Je fixe mon écran d'ordinateur sans réussir à en distinguer les chiffres. J'enlève mes lunettes et frotte mon visage bouffi de fatigue. Il va être plus que temps que la semaine se termine. Je suis épuisé. Si j'arrive à faire illusion la journée, une fois seul dans mon lit, c'est une tout autre histoire. Le sommeil me fuit et je ne peux rien faire si ce n'est me réfugier dans les bras d'Évy pour en grappiller quelques miettes, réconforté par la chaleur de son étreinte.

Ma meilleure amie n'est pas dupe, mais elle ne dit rien. Je n'ai pas évoqué Swann. Il me semble pourtant évident qu'elle a compris que j'avais eu de ses nouvelles. Rien ni personne ne peut me mettre dans un tel état. Elle me laisse le temps dont j'ai besoin, sans me poser de question, et j'apprécie vraiment.
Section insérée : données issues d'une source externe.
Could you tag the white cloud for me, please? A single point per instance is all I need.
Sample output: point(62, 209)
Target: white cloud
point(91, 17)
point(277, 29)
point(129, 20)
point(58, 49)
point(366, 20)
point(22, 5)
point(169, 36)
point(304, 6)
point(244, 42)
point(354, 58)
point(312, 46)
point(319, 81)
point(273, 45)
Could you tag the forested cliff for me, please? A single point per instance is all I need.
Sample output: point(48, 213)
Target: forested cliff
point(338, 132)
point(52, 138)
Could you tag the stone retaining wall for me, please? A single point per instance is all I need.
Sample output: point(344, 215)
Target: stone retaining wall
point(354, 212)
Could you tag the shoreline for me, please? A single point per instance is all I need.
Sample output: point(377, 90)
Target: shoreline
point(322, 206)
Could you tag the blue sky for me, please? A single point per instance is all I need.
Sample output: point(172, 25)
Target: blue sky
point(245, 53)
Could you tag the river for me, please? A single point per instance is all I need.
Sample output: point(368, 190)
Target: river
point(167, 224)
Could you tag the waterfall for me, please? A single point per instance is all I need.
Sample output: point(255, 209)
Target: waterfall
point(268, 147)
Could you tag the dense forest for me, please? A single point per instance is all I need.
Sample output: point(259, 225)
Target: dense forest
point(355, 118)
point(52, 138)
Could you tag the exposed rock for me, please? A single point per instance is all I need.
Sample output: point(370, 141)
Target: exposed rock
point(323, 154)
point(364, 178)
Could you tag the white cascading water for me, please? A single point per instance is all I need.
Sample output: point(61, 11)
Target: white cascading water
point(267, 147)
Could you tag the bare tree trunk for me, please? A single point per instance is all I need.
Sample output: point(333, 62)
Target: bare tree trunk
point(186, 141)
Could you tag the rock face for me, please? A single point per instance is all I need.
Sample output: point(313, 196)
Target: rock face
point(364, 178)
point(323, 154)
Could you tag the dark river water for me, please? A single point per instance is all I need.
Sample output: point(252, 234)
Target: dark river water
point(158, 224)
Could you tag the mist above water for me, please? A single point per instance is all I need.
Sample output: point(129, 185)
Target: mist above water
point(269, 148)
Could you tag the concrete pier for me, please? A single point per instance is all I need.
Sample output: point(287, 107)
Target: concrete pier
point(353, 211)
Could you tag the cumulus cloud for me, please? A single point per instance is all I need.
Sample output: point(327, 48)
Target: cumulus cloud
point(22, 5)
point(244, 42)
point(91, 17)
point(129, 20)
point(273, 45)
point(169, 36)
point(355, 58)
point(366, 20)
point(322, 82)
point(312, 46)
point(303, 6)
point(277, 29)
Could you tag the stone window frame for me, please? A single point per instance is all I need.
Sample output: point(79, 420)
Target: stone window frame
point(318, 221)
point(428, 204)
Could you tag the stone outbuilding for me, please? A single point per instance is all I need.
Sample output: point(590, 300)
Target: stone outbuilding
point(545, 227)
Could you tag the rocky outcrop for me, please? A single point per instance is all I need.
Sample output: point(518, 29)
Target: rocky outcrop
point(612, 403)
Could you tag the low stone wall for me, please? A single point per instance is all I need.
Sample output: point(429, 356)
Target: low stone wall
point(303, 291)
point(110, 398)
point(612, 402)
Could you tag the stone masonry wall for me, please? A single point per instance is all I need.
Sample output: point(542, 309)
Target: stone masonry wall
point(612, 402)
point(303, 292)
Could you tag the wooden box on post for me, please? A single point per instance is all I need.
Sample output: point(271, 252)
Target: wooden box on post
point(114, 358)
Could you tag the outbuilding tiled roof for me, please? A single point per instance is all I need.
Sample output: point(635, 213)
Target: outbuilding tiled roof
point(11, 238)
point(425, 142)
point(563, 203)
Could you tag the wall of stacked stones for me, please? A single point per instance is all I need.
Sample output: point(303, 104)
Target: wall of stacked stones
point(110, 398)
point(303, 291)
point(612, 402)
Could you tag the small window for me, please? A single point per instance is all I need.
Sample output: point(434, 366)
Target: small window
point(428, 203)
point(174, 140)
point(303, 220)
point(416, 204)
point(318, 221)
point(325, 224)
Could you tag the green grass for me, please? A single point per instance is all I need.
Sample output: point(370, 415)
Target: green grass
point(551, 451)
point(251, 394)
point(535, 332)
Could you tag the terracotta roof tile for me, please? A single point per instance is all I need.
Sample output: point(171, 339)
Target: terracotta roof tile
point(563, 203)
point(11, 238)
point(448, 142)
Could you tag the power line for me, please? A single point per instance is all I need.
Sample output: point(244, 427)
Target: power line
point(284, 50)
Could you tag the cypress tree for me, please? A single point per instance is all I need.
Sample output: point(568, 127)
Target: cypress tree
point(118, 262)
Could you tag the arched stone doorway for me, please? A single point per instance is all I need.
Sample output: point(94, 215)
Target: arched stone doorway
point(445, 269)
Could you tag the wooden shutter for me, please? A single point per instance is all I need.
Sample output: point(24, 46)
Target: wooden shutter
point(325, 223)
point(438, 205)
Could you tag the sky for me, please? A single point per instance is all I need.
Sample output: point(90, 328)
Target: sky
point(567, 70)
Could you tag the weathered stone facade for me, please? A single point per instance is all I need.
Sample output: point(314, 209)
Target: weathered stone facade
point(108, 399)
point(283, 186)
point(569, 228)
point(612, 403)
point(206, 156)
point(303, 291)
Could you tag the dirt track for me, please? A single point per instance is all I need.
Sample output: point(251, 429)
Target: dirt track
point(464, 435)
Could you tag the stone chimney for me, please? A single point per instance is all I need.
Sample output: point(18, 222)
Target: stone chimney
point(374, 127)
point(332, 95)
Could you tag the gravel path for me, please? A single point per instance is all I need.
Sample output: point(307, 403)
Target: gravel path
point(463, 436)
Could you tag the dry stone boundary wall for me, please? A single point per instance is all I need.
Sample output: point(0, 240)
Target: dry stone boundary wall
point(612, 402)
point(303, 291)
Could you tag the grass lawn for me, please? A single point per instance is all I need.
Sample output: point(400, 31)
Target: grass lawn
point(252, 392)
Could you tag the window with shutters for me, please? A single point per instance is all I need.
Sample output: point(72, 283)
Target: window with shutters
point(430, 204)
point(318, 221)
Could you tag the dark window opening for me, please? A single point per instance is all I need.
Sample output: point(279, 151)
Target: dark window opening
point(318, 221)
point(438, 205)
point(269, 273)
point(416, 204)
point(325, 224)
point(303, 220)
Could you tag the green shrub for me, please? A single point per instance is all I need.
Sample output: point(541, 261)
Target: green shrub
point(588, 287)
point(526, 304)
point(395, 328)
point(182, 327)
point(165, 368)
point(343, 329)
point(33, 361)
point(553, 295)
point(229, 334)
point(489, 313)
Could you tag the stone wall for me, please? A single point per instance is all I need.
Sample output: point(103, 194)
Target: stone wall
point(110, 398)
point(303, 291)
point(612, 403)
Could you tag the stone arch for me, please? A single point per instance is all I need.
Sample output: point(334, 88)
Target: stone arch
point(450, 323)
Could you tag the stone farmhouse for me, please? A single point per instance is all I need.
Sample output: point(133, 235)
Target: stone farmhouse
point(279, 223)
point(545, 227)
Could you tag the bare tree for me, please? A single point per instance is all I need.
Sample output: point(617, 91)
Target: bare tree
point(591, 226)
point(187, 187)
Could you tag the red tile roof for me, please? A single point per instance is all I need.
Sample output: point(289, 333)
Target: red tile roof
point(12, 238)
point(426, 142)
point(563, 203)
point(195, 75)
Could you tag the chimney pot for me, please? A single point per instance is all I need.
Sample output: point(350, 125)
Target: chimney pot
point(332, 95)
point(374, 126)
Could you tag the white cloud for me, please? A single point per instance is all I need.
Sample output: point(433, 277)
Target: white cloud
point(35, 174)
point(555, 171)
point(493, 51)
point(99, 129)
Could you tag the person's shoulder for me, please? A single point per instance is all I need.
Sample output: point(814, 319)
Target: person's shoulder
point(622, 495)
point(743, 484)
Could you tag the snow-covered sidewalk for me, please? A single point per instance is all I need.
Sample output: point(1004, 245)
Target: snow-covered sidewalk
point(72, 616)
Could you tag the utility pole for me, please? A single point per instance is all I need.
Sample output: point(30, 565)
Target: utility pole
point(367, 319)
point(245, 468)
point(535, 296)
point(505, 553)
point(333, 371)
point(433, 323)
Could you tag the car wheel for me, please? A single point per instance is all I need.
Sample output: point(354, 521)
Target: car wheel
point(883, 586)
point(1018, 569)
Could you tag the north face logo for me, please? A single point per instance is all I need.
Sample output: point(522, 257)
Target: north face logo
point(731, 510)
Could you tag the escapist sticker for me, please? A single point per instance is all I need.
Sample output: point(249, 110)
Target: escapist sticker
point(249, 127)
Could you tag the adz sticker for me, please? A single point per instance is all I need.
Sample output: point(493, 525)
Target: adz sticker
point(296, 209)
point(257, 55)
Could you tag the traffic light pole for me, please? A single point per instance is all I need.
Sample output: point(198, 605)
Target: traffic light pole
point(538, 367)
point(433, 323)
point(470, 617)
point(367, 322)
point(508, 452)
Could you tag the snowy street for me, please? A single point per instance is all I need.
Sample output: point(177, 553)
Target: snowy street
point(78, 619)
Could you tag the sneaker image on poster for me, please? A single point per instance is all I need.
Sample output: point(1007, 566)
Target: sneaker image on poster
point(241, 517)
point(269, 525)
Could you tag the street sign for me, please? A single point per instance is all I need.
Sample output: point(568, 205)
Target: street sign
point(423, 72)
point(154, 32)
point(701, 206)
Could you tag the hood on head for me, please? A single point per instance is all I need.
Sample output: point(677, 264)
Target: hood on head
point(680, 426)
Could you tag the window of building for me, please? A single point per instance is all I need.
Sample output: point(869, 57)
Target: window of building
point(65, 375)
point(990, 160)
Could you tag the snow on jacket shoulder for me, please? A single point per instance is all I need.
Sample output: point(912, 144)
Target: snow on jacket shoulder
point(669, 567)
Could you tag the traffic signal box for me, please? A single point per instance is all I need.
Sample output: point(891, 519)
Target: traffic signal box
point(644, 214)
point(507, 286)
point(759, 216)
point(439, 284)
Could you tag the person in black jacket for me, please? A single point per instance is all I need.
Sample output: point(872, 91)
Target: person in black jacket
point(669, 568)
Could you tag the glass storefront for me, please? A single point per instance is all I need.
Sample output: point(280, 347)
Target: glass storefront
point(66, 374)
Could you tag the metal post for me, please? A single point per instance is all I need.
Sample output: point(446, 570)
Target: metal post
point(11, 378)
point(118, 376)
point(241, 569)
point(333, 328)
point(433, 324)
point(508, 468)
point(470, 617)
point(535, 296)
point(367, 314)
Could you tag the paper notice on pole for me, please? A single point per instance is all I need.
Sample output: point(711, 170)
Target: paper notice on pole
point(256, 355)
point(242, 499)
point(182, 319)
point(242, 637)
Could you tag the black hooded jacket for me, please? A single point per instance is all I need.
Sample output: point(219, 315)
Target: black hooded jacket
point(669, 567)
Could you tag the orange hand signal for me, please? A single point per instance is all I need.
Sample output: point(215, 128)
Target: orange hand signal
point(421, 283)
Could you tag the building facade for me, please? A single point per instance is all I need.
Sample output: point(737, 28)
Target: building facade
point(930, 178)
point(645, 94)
Elle a dû en parler avec Paola puisqu'elle est incapable de garder sa langue, surtout lorsqu'elle est inquiète, mais Marc n'a pas abordé le sujet et je ne suis pas harcelé par les SMS de Samuel, donc j'en conclus qu'aucun autre de mes amis n'a été mis dans la confidence.

Tant mieux.

Mon regard est irrémédiablement attiré par Marc dont je peux voir les lèvres bouger sur des paroles inaudibles. Il tape frénétiquement sur son clavier à quelques box de moi, écouteurs vissés aux oreilles comme toujours.

Près de la moitié des bureaux sont vides. L'ambiance est cool et décontractée en ce vingt-et-un juillet. L'esprit de mes collègues encore présents doit très certainement déjà être en vacances.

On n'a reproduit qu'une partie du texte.